Ok, so we lost a tach cable this weekend, when I was down removing the cable for replacement I kinda see why it let go, it is slighly bound right at the connection point on the trans pump. If I can rotate it approx 90deg it will be a MUCH nicer/cleaner/smoother run to the glendinning sync.

It ´looked´ like I could just loosen the allen screw to rotate, loosened it, and nothing. Then I noticed the thru-bolt allen bolt, loosened it and it was still snug.

Not wanting to break anything figured I´d just leave it as-is and ask here.

Anyone have experience installing/rotating these things? Any secrets or just apply more pressure? Any guidance is greatly appreciated.

This is on 8v92´s with allison MH20´s


This piece is inserted into the piece below
https://dieselpro.com/allison-5102051-adapter-for-tachometer-drive-angle-m-mh.html

I loosened the allen bolt, but still wouldn't turn, maybe I need to remove the bolt completely?
https://dieselpro.com/allison-marin...46787-tachometer-drive-m-mh.html#.WsuIdMgh0Vw
 
Yes, you can rotate as much as you want. Problem is that over the years they get gunked up and sieve in the hole. When I replaced the adapters on my 1292's they took quite a bit of persuasion to get out. After installing the new ones, they would spin freely, even with the retaining bolt installed.
 
Yes, you can rotate as much as you want. Problem is that over the years they get gunked up and sieve in the hole. When I replaced the adapters on my 1292's they took quite a bit of persuasion to get out. After installing the new ones, they would spin freely, even with the retaining bolt installed.

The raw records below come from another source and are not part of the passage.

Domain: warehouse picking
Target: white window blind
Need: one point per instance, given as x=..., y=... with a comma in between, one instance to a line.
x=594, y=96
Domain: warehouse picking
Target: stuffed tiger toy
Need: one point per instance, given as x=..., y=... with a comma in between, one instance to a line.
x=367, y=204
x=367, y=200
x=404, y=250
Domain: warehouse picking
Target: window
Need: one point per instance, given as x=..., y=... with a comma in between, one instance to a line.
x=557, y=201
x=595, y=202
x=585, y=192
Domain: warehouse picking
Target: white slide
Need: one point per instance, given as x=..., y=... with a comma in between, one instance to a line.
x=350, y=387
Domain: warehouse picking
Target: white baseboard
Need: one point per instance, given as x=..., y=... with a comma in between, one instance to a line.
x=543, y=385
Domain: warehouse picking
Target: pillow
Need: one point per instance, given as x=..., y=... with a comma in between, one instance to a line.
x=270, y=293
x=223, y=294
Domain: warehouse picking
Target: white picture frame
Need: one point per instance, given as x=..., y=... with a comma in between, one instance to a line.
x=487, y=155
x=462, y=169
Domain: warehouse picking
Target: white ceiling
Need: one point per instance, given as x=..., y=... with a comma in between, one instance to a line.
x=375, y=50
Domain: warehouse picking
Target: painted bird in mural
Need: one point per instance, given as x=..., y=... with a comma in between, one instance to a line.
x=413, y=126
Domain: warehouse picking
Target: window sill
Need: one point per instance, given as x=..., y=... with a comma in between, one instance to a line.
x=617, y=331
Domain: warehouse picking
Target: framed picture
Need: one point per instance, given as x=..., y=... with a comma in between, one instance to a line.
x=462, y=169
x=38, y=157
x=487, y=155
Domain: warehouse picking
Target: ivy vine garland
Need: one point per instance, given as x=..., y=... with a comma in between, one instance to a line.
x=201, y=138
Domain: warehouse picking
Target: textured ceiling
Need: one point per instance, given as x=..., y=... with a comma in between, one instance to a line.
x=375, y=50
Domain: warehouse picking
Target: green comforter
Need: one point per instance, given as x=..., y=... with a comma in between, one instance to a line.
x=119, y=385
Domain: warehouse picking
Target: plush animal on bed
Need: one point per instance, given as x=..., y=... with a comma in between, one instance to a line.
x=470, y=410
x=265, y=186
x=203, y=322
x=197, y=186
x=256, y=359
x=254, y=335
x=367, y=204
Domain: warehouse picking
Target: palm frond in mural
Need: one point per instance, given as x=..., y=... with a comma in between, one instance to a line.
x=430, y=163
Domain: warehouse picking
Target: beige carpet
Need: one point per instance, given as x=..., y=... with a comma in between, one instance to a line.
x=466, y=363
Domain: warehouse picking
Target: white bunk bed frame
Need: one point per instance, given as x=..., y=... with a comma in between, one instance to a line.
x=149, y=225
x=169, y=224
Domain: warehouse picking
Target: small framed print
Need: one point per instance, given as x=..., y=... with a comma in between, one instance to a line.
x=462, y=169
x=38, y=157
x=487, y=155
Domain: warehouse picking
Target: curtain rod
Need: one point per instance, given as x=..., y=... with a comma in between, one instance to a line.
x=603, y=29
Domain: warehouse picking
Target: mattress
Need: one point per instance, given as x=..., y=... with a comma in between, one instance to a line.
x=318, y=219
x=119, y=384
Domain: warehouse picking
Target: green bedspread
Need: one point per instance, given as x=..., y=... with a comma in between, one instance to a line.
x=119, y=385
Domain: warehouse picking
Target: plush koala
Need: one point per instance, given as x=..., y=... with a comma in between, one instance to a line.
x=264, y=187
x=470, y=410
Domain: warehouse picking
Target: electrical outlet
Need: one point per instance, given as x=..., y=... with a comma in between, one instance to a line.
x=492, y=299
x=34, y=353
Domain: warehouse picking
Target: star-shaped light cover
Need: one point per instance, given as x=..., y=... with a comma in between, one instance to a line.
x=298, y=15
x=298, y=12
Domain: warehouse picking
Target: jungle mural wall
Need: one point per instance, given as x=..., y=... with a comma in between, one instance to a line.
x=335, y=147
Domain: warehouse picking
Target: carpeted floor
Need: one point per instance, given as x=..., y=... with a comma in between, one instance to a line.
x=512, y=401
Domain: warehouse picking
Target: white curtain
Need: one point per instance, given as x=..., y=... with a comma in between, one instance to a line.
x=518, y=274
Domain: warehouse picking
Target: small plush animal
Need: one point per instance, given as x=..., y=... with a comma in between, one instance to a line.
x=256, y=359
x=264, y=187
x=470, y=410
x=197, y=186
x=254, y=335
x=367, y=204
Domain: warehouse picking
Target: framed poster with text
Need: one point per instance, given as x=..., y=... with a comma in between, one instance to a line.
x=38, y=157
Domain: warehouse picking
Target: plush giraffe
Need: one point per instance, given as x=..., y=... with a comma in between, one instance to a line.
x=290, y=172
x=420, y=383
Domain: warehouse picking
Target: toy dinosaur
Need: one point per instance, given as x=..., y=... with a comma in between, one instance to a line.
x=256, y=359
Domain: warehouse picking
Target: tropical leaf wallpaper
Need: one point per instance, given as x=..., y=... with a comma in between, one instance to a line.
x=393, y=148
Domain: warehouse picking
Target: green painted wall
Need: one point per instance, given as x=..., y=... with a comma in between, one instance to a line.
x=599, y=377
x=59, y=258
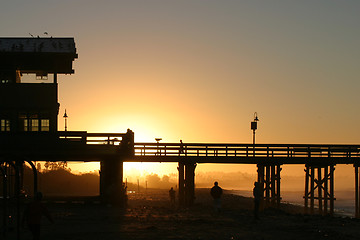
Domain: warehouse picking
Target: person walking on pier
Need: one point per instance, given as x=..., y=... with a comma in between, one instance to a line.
x=216, y=193
x=257, y=198
x=33, y=214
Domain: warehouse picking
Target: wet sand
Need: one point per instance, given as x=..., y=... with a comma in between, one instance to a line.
x=150, y=216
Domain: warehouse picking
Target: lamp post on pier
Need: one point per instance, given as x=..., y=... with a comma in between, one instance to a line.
x=253, y=128
x=65, y=118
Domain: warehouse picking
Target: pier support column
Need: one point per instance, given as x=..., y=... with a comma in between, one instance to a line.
x=181, y=169
x=269, y=179
x=319, y=185
x=189, y=183
x=357, y=191
x=111, y=181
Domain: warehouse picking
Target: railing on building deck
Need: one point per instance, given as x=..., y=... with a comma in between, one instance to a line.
x=246, y=150
x=91, y=138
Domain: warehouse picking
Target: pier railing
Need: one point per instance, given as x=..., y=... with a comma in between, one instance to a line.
x=91, y=138
x=246, y=150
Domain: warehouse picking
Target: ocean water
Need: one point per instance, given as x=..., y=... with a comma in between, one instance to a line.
x=344, y=204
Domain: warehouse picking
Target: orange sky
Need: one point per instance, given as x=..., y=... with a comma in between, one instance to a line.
x=198, y=71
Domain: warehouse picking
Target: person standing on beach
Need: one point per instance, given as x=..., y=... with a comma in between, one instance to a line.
x=257, y=198
x=216, y=193
x=33, y=214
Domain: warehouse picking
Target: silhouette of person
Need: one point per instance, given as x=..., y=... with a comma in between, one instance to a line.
x=216, y=193
x=257, y=198
x=33, y=214
x=172, y=196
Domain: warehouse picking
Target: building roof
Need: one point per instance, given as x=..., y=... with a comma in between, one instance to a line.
x=31, y=55
x=38, y=45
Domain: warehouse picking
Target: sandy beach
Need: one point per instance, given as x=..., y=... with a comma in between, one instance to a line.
x=150, y=216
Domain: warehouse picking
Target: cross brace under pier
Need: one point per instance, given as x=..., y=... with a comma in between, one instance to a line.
x=269, y=179
x=319, y=186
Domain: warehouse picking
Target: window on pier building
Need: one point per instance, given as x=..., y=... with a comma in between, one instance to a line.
x=33, y=123
x=45, y=125
x=4, y=125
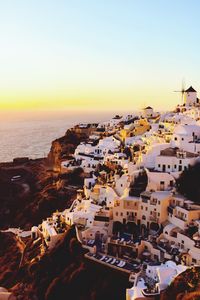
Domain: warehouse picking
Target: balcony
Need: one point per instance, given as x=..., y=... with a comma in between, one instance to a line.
x=130, y=218
x=153, y=219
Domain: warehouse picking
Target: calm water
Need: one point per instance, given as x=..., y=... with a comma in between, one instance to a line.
x=33, y=138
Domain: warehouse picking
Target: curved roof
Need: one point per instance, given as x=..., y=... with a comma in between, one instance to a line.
x=190, y=89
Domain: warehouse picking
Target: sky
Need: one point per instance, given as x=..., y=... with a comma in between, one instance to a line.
x=106, y=55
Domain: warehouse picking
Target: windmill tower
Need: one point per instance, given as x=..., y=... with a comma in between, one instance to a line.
x=182, y=92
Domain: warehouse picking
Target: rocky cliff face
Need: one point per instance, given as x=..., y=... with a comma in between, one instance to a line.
x=64, y=147
x=40, y=190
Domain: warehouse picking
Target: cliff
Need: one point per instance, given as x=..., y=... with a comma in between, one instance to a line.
x=64, y=273
x=39, y=189
x=64, y=147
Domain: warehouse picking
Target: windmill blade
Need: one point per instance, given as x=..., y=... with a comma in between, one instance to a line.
x=183, y=90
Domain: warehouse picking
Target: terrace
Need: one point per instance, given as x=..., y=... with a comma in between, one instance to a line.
x=115, y=263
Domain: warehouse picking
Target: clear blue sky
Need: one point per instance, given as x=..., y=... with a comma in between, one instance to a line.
x=81, y=53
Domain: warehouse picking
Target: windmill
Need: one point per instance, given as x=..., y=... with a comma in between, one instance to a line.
x=182, y=91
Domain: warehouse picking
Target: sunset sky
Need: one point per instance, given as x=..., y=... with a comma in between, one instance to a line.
x=97, y=55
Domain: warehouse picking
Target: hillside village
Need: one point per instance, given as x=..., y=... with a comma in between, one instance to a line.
x=129, y=215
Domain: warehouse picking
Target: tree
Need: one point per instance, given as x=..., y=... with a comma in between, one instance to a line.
x=139, y=185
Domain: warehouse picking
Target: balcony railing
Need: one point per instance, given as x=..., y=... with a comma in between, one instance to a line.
x=153, y=218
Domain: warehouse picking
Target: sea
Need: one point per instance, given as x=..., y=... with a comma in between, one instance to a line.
x=32, y=137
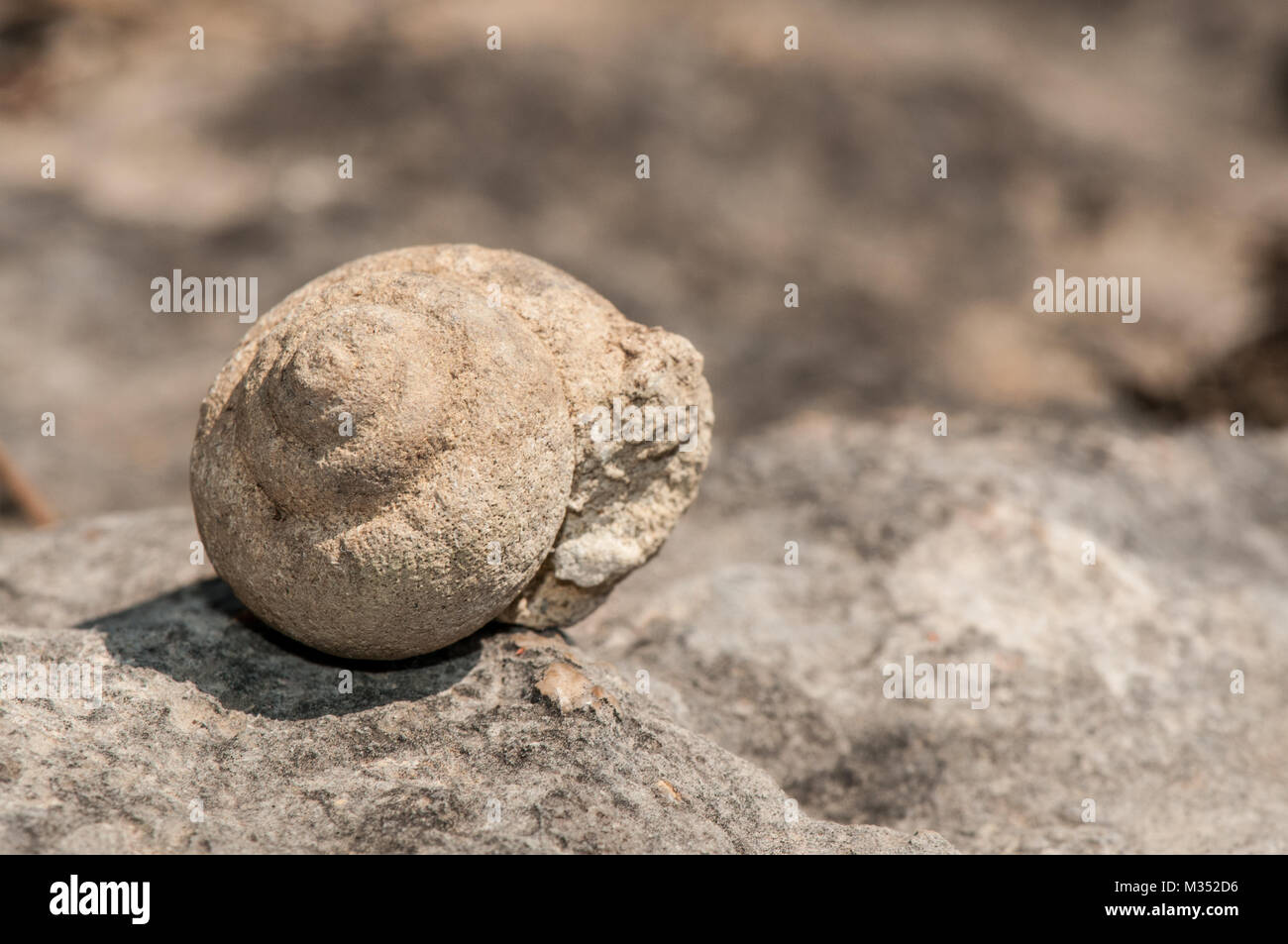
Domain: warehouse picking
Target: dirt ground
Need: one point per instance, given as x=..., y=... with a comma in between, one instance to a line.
x=767, y=166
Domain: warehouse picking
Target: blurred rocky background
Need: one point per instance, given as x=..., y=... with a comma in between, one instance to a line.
x=914, y=296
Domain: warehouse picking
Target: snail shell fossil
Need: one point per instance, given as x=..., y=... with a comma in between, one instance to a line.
x=411, y=446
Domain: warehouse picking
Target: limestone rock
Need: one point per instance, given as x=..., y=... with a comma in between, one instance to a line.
x=217, y=734
x=1109, y=682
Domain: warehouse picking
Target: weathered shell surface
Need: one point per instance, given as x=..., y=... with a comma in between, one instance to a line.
x=472, y=484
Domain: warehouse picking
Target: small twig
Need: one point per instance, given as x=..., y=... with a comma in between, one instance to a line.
x=34, y=507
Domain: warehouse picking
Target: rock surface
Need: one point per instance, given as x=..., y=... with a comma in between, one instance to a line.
x=1109, y=682
x=395, y=450
x=218, y=734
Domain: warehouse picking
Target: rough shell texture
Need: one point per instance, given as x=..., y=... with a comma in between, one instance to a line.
x=473, y=483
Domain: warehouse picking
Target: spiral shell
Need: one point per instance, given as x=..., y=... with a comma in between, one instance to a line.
x=402, y=450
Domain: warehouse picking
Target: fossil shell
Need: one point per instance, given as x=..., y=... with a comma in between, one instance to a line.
x=407, y=447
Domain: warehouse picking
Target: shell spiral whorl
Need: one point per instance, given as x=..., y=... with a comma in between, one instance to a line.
x=390, y=458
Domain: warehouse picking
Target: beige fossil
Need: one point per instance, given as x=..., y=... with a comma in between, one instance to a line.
x=415, y=443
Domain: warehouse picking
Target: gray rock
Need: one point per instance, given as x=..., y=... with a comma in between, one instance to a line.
x=1109, y=682
x=218, y=734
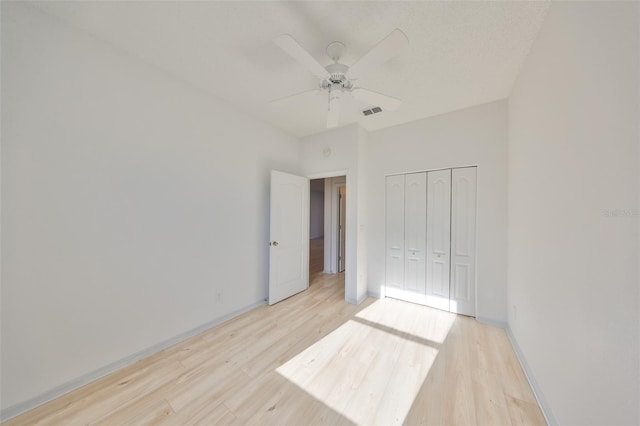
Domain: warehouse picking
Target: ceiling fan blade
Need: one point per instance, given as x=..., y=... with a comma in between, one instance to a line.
x=381, y=53
x=333, y=115
x=297, y=52
x=387, y=103
x=285, y=99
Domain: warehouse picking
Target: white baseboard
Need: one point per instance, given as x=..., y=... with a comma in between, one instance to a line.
x=495, y=323
x=22, y=407
x=537, y=392
x=374, y=294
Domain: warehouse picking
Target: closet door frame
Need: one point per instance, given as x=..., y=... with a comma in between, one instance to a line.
x=398, y=293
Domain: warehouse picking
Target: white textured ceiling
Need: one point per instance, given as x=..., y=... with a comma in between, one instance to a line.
x=460, y=54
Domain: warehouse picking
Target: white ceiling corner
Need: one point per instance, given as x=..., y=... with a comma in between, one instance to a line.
x=461, y=53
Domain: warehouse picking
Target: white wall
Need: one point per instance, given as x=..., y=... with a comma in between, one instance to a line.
x=473, y=136
x=342, y=158
x=573, y=162
x=129, y=201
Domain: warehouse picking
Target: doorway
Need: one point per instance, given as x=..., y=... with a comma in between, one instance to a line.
x=327, y=227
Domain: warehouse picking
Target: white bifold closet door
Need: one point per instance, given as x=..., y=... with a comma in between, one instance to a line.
x=438, y=238
x=395, y=236
x=415, y=236
x=430, y=231
x=463, y=241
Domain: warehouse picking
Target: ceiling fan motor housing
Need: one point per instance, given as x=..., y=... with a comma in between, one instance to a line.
x=337, y=73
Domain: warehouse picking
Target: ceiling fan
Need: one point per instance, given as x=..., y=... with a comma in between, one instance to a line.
x=338, y=79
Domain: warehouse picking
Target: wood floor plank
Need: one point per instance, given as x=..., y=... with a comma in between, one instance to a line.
x=315, y=359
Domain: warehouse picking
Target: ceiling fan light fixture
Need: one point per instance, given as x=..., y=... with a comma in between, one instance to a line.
x=337, y=79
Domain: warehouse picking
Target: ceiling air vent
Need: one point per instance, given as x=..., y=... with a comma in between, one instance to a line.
x=373, y=110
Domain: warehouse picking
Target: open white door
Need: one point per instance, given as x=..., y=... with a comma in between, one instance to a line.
x=289, y=245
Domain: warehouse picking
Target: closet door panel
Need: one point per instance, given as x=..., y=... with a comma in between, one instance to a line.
x=395, y=235
x=438, y=238
x=463, y=240
x=415, y=238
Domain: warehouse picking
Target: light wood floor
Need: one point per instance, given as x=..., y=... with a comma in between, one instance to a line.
x=314, y=359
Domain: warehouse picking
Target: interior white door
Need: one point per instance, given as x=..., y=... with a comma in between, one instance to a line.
x=463, y=241
x=415, y=236
x=289, y=233
x=394, y=219
x=438, y=238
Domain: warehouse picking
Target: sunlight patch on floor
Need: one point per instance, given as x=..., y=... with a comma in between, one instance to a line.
x=372, y=367
x=420, y=321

Awesome, thanks, that is what I needed. I'll start adding persuasion in small increments this weekend, hopefully get it to turn a little.
 
Just wanted to update this. I tapped the senders with a rubber mallet to loosen them. Stbd turned with no problem at all, port was stuck. I took port completely off and clamped it in a vice and was able to get it broken free and was able to rotate it too.

Thanks for the guidance guys!
 
Just wanted to update this. I tapped the senders with a rubber mallet to loosen them. Stbd turned with no problem at all, port was stuck. I took port completely off and clamped it in a vice and was able to get it broken free and was able to rotate it too.

Thanks for the guidance guys!

sink them !!!! go to http://www.glendinningprods.com/ get two new ones the tacks will jump all over the place never stay steady....i promis they will waver. while you are there change the cables use the ones at glendenning they are a little stiffer and will not let the tacks shape or waver.
trust me i been there
 
What was stuck on the port one? Was it the inner workings of the adaptor? Or the adaptor in the engine? My adaptor was driven with about a 6” cable with squared ends. The adaptor has matching female squares. If the Inner workings of the adaptor freeze up, the cable will break or the square ends will wear off. That will give an erratic tach and cause your synchronizor fits.
 
What was stuck on the port one? Was it the inner workings of the adaptor? Or the adaptor in the engine? My adaptor was driven with about a 6” cable with squared ends. The adaptor has matching female squares. If the Inner workings of the adaptor freeze up, the cable will break or the square ends will wear off. That will give an erratic tach and cause your synchronizor fits.

The sender is a two piece unit, the insides were good, I was just trying to rotate the sender itself.

My issue was that when the engines were re-manned (or possibly always been that way?) the tach senders got moved and the angles at which were not condusive to a straight run to the sync. They had to make about 4-5 tight bends to get there. One of the cables had indeed broken, hence the reason I was in there. I'm sure the breakage was primarily due to the extreme bends.

Once I spun each sender about 90deg the cable run is now a single smooth S with no tight bends at all.